If it seems like a lot, I understand.

So, let’s round up what we know and boil it down to a summary. Hopefully I can make galaxies more easily digestible!

(Though I do hope none of you actually try to eat one… 😉)

1. What is a galaxy?
   1. Spirals
      1. Classification
      2. Spiral subtypes
   2. Ellipticals
      1. Classification
   3. Irregulars
2. Galaxy clusters
   1. Poor clusters
   2. Rich clusters
3. How were galaxies discovered?
4. How far away are they, anyway?
   1. But how do we know?
      1. Cepheids
      2. Globular clusters
      3. Type 1a supernovae
      4. Galaxies themselves
      5. The Hubble Law
5. How big and bright are they?
   1. …but how do we know?
6. How massive are they?
   1. But, again, how do we know?
      1. Rotation curves
      2. Velocity dispersion
      3. The cluster method
7. How galaxies form and evolve
   1. Collisions
   2. Starburst galaxies
   3. Ultraluminous infrared galaxies (ULIRGs)
   4. Formation and evolution
8. The farthest of galaxies

What is a galaxy?

Good question.

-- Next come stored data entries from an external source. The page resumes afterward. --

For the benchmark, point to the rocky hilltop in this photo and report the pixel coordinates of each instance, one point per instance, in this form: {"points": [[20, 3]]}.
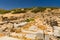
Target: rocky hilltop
{"points": [[38, 23]]}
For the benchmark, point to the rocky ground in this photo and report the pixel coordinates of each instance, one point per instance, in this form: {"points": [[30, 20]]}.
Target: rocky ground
{"points": [[30, 26]]}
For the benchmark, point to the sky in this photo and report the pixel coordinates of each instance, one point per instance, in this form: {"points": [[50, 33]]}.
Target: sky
{"points": [[10, 4]]}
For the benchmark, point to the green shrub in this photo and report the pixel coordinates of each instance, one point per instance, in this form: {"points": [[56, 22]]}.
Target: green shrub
{"points": [[38, 9]]}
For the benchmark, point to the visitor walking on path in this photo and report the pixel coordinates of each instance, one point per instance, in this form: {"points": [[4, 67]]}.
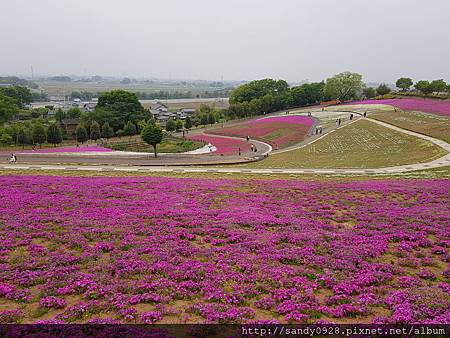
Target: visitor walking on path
{"points": [[13, 159]]}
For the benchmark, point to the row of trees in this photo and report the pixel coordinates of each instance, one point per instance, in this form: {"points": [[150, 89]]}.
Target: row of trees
{"points": [[268, 95], [423, 86], [30, 134]]}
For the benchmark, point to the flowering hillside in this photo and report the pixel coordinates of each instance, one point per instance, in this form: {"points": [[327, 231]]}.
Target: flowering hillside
{"points": [[426, 105], [166, 250], [224, 146], [278, 131]]}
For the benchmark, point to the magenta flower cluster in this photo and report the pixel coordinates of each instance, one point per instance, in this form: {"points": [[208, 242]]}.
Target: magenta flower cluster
{"points": [[440, 107], [224, 145], [70, 149], [164, 250], [278, 131]]}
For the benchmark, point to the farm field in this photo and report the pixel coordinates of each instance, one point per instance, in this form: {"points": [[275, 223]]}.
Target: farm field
{"points": [[168, 145], [168, 250], [278, 131], [362, 144], [415, 104], [225, 146]]}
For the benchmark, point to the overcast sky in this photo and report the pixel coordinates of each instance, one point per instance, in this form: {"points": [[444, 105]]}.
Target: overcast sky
{"points": [[237, 39]]}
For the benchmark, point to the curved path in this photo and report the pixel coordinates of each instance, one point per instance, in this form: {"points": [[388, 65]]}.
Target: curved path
{"points": [[441, 162]]}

Well, it’s one of these…

And these…

And also these…

And even these!

These are massive groupings of stars held together by mutual gravitation. Our solar system resides within a galaxy known as the Milky Way, which you can see from our earthly vantage point on a dark night:

The thick band of stars and interstellar dust that arches overhead is the most obvious part of the Milky Way. The stars appear the thickest here because the galaxy is shaped like a disk, and you are looking directly down the plane of the disk.

But everything in the sky that you see at night with your unaided eye–save for our neighboring galaxy, Andromeda–is also within the Milky Way.

There are three main types of galaxies: spiral, elliptical, and irregular.

Spirals

Galaxies like our own and NGC 6814, shown here, are classified as spiral galaxies. They are disk-shaped, like a frisbee, and have spiral “arms” like the blades of a pinwheel. They are made up of all the ingredients necessary to form stars, and are often homes of active star formation.

But all spiral galaxies are not alike. Some are rich in star-forming material (gas and dust) and young, bright stars, but have a small nucleus. Others are poor in gas, dust, and bright stars, but have a larger nucleus.

Still others have a bar-shaped nucleus, rather than a round one. These are called barred spiral galaxies.

Classification

To further classify spiral galaxies, we use a scale of “a” through “c” to describe the size of their nucleus and the presence of star-forming material. A capital “S” indicates that it is a spiral. A capital “B” indicates that it is barred.

NGC 3623, for example, is a class Sa galaxy: it’s a spiral, it has no bar, it’s poor in gas and dust, and it has a large nucleus.

NGC 2997, though, is rich in bright stars and gas and dust, and has a comparatively small nucleus. That earns it the classification Sc.

NGC 3627, our neighbor Andromeda, and NGC 1365 are all somewhere in the middle of these two extremes. They’re classified Sb. But Andromeda and NGC 1365 also have a bar, so their classification becomes SBb.

Spiral subtypes

There are also two “subtypes” of spirals: flocculent spirals and grand-design spirals.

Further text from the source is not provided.